Today, drag racing is as much business as it is sport. According to our select panel of experts, drag racing has become a turnkey business, which bodes well for engine builders who wish to reach the staging line of this niche market.

The first dragsters of the early 1950s were lightly modified production-based vehicles with virtually stock engines. By the mid 1970s, after “Big Daddy” Don Garlits lost part of a foot when his transmission exploded, Top Fuel dragsters began to take their current form with the engine in the back and big airfoil rear wings for aerodynamic downforce. Speeds soon climbed to the 270 mph mark, and by the late 1980s the 300 mph barrier had been broken.

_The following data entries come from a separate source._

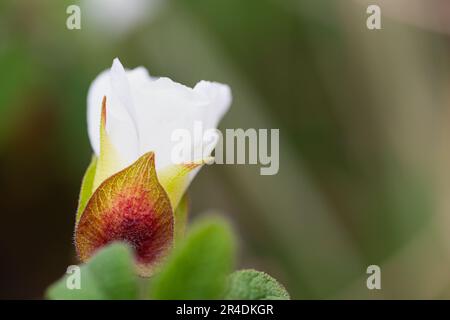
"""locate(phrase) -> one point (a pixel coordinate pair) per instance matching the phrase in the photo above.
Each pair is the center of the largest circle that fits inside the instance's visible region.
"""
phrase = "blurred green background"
(364, 123)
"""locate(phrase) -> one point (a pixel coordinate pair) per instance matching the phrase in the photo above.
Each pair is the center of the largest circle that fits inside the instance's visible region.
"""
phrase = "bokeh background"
(364, 119)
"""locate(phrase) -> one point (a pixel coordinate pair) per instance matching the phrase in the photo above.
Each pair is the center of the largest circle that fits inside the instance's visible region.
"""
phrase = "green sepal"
(108, 275)
(86, 187)
(254, 285)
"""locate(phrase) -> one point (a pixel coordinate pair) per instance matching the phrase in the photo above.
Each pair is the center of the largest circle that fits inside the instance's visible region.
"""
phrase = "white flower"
(143, 111)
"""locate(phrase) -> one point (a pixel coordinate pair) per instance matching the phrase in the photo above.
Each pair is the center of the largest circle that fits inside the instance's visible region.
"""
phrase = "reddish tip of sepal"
(129, 206)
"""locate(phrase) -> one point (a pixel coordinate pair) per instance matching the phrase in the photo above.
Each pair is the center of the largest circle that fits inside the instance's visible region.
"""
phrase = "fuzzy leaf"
(129, 206)
(108, 275)
(254, 285)
(175, 179)
(198, 266)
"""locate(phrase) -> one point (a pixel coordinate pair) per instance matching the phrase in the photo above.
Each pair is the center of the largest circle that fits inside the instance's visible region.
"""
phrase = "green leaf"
(108, 275)
(198, 266)
(86, 187)
(254, 285)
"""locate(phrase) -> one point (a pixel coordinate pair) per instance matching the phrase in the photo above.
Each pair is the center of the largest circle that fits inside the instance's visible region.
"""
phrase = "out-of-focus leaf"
(198, 266)
(108, 275)
(86, 187)
(254, 285)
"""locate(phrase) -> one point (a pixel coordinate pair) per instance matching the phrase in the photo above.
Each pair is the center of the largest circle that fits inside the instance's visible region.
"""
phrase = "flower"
(132, 188)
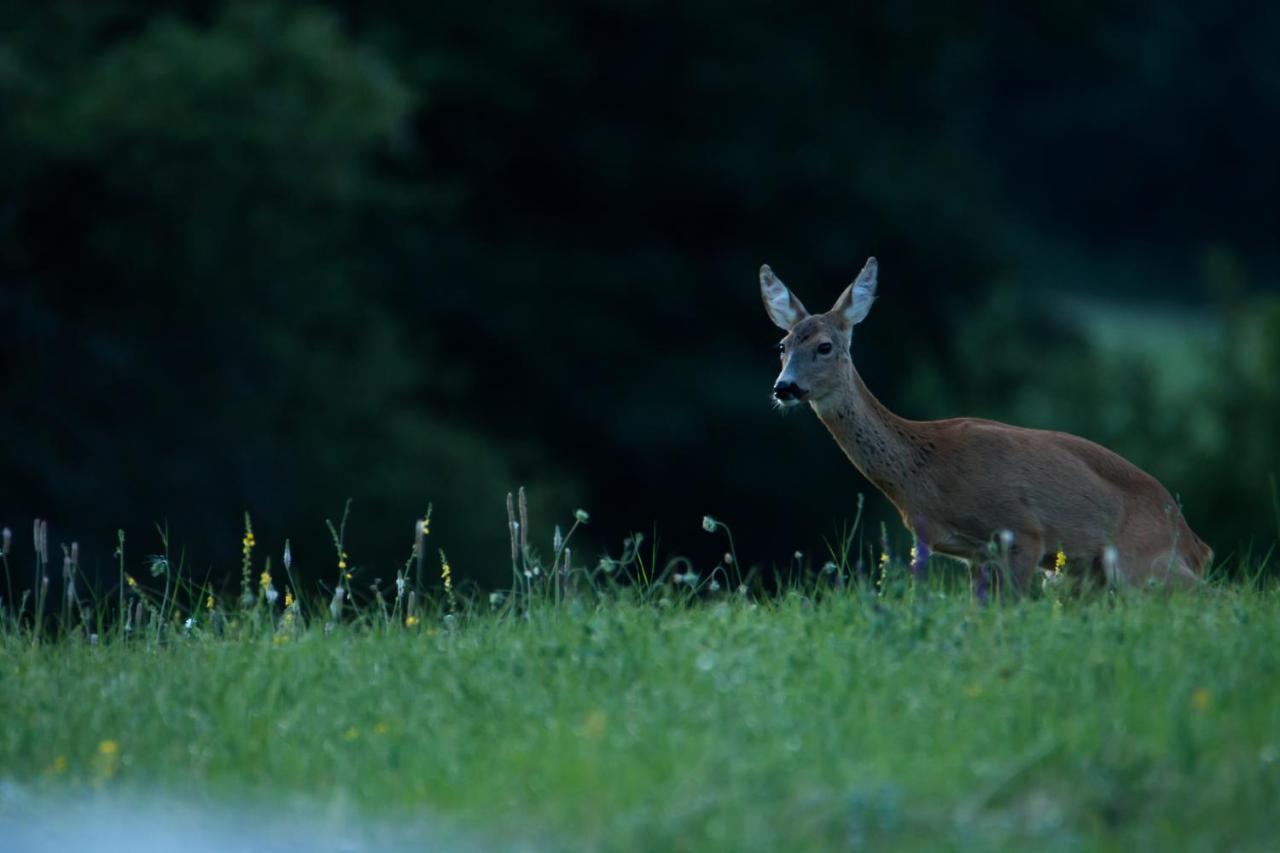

Today the speeds are even greater, and drag racing continues to feed the speed culture of America. The sport today is a multi-million dollar industry and hundreds of engine suppliers test their products on the track on Sunday before selling them on Monday.

NASCAR’s billion-dollar industry – oval track stock car racing – may be getting a lot attention these days but drag racing has a dedicated fan base as well, with the largest amount of active participants of any of the motorsports disciplines. According to the Motorsports Industry Association, there are 155,000 active drag racers in the United States alone, and drag racing is gaining in popularity internationally, too. That’s a load of potential engine sales for performance engine builders who may be interested in building these fire-breathing monsters. The top levels of drag racing in the National Hot Rod Association (NHRA) and International Hot Rod Association (IHRA) are full of professional teams with large corporate sponsors and big dollar racing budgets. In most cases, these professional race teams have their own engine programs and often they build engines for some of the smaller teams as well. Top Fuel and Funny Car teams tear down their engines after every run because with 7,000-plus hp, drivers are basically sitting on controlled bombs.

Turnkey Racing
For the professional performance engine builder, the drag racing market offers the greatest potential at the grassroots level – think Sportsman and Bracket racing. These classes are where engine builder’s services are most in demand, according to drag racing experts.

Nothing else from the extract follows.